NORMALIZING SUSTAINABLE CHOICES
Many supermarkets segregate sustainable choices into separate “health food store” aisles while others integrate them into the “regular” aisles. We advocate for the latter approach as it treats these options as “normal” rather than unique, different or unusual. The same is true for plant-based meats which should be integrated into butcher sections. Wherever brands can emphasize that the product is popular (for example, if it is a top seller or has high consumer ratings) this also demonstrates to consumers that using the product is common behavior.

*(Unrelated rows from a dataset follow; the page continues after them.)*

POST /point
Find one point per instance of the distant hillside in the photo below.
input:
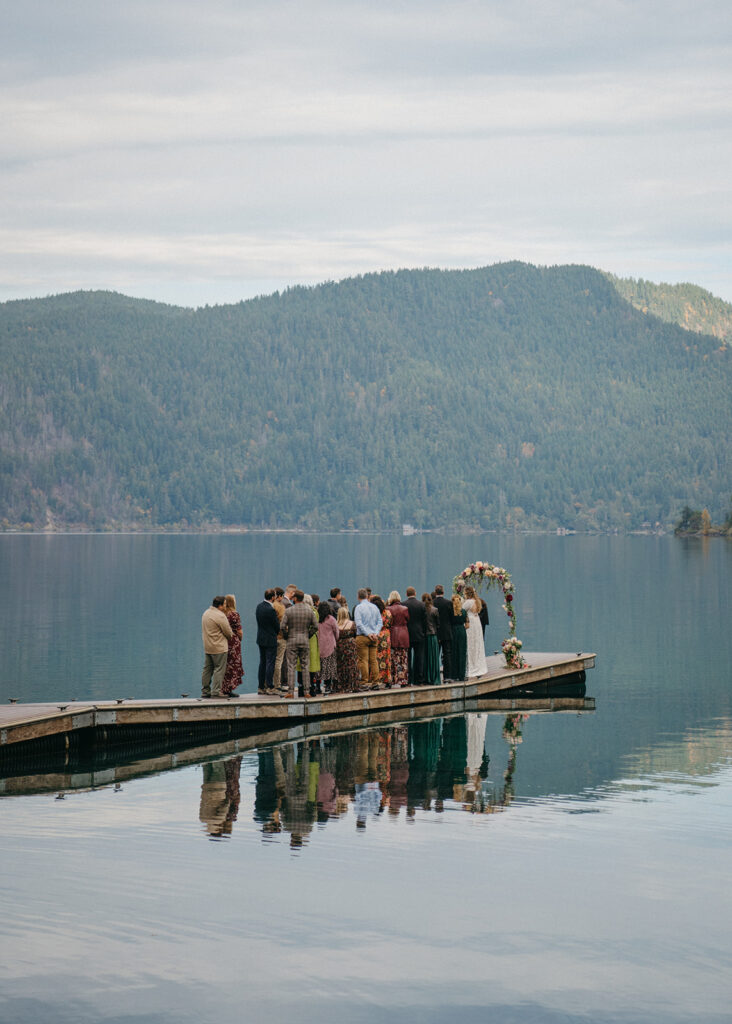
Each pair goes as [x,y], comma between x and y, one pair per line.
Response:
[507,396]
[687,305]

DO NOT OVER-EMPHASIZE ALTRUISM
It may seem counter-intuitive to suggest altruism is not a good way to promote sustainable choices. However, in every category there is a key decision hierarchy and sustainability is probably not at the top. For example, coffee drinkers may tell you they prefer to drink fair trade coffee. However, if you ask them to rank the factors that influence what coffee they buy, taste will be number one. Most food choices are made based on taste first and foremost. If you forget what the product means to consumers in an effort to focus on a message of sustainability, you may accidentally imply the product isn’t delicious or effective. Sustainability messages need to fit into the right place in the hierarchy of communication.
Simplification is a favourite tool of behavioralists and design thinkers because it just makes life easier. When introducing sustainable choices, we might be asking the consumer to do something different, which creates tension. Extraneous messaging, such as having numerous claims and icons on the front of a package, is a common mistake brands make. When looking at a sustainable offering, ensuring that we make it as easy to understand and adopt as possible is essential. This may mean some messaging moves to the back or side panel of a package, or even away from the pack itself to a website or social media.

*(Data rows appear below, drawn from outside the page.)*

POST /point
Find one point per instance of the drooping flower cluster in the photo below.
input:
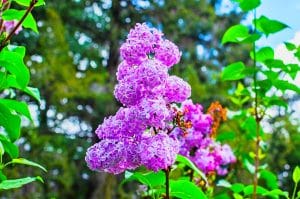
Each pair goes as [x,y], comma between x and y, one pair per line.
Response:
[8,26]
[197,142]
[139,132]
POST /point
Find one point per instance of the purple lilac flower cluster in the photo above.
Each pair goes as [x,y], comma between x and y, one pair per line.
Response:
[197,143]
[139,132]
[8,26]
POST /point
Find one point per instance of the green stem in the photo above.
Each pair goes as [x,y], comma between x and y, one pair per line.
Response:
[294,192]
[167,172]
[192,175]
[29,9]
[257,119]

BEHAVIORALLY INFORMED RESEARCH
Understanding how people make decisions requires research techniques that go beyond simple market surveys. Experiments and randomized control trials can help pinpoint more accurately how consumers will really respond to a given offering. In addition, there is substantial existing research on how to better encourage pro-environmental choices through behavioral interventions. Brands should leverage this research when launching sustainable products.
The great news is that CPG brands are in a strong position to encourage the uptake of more sustainable packaging and products. Consumers want to bridge the gap and do the right thing – brands can help with well-designed nudges that help reduce barriers to climate-friendly purchases.